[D-71] train_fim 1

Posted Dec 16, 2025

By Yoojin Kim

7 min read

[D-71] train_fim 1

set up

/kim/causal/modeling_bigs_gen.py
/kim/causal/configuration_bigs.py
/kim/causal/train_fim.py
/shared/STG/zhang_dataset/issues_eval.jsonl issues_train.jsonl code_train.jsonl

  
/mnt/gpfs/work/kim/causal/train_fim.py:590: FutureWarning: `tokenizer` is deprecated and will be removed in version 5.0.0 for `MyTrainer.__init__`. Use `processing_class` instead.
  trainer = MyTrainer(
Detected kernel version 4.18.0, which is below the recommended minimum of 5.5.0; this can cause the process to hang.
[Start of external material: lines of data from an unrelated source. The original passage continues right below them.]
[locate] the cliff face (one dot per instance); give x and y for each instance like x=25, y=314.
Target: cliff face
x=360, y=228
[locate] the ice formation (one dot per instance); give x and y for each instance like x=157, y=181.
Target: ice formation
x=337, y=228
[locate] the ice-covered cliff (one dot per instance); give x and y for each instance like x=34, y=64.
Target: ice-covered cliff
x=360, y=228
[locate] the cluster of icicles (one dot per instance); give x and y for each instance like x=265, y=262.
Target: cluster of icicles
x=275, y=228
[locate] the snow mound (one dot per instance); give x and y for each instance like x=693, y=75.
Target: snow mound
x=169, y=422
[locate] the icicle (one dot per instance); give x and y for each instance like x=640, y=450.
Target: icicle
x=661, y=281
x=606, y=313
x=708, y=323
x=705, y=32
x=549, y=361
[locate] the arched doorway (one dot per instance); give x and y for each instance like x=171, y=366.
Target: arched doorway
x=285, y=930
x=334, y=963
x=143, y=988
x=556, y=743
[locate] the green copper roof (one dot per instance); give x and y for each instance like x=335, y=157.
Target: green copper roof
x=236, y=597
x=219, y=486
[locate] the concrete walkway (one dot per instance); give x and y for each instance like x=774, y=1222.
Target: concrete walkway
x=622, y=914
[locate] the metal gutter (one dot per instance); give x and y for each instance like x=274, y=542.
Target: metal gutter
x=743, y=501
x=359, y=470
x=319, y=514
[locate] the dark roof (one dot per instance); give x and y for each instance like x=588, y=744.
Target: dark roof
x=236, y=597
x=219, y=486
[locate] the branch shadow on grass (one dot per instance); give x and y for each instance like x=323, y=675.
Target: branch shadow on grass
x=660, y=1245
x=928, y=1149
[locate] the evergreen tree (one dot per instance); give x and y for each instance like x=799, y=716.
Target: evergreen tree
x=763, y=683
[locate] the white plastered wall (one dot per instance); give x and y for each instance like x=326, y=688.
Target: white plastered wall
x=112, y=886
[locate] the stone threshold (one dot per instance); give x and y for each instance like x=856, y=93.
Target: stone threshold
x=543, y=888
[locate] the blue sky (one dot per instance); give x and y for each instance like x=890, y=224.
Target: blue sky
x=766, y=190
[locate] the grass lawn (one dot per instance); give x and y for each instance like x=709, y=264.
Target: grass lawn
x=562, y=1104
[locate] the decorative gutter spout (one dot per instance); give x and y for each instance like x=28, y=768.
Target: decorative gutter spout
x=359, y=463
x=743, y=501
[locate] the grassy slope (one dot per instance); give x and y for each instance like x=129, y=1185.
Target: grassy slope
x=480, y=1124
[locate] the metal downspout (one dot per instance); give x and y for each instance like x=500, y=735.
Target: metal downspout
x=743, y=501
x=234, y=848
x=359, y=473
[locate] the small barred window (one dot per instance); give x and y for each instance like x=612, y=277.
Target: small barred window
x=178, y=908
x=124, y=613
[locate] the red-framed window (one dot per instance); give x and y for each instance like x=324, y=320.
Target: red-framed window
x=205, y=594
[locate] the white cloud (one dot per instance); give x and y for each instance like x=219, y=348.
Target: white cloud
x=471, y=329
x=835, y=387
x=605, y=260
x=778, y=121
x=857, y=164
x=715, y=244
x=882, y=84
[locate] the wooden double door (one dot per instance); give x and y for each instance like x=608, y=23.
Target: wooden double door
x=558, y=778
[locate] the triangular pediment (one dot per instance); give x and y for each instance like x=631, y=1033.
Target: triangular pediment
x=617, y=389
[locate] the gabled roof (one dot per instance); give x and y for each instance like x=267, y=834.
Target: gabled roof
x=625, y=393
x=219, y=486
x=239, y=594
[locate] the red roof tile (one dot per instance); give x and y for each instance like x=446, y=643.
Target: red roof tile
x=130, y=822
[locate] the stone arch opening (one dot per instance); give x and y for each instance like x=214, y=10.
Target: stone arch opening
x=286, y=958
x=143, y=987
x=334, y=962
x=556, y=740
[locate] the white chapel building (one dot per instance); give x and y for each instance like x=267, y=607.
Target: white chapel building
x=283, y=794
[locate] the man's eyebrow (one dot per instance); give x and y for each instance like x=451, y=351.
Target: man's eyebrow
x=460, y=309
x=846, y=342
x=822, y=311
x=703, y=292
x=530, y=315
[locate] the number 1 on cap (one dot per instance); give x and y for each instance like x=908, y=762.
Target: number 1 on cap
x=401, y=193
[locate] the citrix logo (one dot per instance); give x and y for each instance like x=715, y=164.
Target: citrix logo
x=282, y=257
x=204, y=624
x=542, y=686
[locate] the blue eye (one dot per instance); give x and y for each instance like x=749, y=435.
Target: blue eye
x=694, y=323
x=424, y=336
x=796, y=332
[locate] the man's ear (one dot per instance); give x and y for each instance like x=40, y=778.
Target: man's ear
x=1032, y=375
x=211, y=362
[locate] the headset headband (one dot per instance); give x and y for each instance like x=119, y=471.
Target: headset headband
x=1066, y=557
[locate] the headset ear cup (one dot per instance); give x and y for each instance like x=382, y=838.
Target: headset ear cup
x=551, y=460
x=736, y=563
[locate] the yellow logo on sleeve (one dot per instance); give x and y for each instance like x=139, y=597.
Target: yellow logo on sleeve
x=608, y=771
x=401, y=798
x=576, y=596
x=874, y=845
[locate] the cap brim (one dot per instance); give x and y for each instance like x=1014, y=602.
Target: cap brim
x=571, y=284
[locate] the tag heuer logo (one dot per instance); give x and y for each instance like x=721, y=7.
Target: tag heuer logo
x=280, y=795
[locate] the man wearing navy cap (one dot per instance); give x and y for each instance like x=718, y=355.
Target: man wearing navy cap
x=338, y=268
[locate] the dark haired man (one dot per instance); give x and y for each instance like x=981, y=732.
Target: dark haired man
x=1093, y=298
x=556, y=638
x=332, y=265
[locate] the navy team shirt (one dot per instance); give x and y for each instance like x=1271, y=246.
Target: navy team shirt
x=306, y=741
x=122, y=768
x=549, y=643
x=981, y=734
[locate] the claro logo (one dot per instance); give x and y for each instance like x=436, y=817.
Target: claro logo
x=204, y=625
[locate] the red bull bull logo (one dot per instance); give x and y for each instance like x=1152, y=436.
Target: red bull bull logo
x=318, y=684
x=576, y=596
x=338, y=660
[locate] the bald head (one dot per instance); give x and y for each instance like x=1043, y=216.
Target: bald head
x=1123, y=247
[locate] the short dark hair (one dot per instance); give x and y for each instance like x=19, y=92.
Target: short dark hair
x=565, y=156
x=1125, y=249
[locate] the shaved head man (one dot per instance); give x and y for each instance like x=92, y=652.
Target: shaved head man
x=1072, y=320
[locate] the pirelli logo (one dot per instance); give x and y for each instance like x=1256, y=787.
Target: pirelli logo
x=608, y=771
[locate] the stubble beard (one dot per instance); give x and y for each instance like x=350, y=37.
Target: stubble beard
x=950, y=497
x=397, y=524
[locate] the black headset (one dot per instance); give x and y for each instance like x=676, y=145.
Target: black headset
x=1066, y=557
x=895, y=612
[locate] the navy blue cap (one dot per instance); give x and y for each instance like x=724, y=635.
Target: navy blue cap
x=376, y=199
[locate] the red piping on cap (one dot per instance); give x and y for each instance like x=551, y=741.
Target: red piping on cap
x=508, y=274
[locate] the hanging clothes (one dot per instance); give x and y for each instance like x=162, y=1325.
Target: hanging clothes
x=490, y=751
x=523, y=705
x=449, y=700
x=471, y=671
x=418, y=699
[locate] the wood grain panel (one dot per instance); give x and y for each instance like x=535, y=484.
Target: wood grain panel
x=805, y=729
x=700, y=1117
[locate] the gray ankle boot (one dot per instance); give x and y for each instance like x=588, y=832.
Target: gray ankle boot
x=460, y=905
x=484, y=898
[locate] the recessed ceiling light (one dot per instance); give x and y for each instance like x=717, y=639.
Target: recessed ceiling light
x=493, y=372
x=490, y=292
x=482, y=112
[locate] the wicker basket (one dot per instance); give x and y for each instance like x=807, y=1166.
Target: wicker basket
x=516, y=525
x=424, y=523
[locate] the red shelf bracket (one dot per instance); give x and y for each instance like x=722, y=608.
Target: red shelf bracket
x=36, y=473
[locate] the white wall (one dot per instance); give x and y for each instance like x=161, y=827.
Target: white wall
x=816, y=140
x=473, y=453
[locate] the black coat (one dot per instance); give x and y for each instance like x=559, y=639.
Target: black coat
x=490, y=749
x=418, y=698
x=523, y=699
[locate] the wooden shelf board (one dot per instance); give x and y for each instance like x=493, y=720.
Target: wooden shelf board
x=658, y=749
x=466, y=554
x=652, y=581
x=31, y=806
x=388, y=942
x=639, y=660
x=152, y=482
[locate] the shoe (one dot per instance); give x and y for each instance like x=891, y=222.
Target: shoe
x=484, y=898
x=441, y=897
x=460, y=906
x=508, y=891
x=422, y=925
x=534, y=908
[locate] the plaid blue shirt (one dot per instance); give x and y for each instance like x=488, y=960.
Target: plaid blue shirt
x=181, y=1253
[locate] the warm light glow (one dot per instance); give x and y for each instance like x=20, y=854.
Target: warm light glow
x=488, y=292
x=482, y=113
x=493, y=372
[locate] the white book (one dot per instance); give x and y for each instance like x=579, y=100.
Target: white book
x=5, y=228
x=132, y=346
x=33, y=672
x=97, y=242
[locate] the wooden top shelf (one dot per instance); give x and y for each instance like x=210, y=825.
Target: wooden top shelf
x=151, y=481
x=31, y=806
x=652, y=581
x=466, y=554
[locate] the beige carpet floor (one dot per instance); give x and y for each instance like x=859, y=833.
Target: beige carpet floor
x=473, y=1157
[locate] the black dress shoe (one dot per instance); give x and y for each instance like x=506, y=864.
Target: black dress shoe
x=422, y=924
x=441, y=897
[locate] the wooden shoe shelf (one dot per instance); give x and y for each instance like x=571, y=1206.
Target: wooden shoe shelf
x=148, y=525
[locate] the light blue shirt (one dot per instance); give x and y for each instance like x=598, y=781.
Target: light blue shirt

It is recommended to upgrade the kernel to the minimum version or higher.
The tokenizer has new PAD/BOS/EOS tokens that differ from the model config and generation config. The model config and generation config were aligned accordingly, being updated with the tokenizer's values. Updated tokens: {'eos_token_id': 2, 'bos_token_id': 1, 'pad_token_id': 2}.
  0%|          | 0/37116 [00:00<?, ?it/s]You're using a RobertaTokenizerFast tokenizer. Please note that with a fast tokenizer, using the `__call__` method is faster than using a method to encode the text followed by a call to the `pad` method to get a padded encoding.
../aten/src/ATen/native/cuda/Indexing.cu:1290: indexSelectLargeIndex: block: [653,0,0], thread: [32,0,0] Assertion `srcIndex < srcSelectDimSize` failed.

[...]

I am getting this error because the vocab_size differs from model and tokenizer.(I guess)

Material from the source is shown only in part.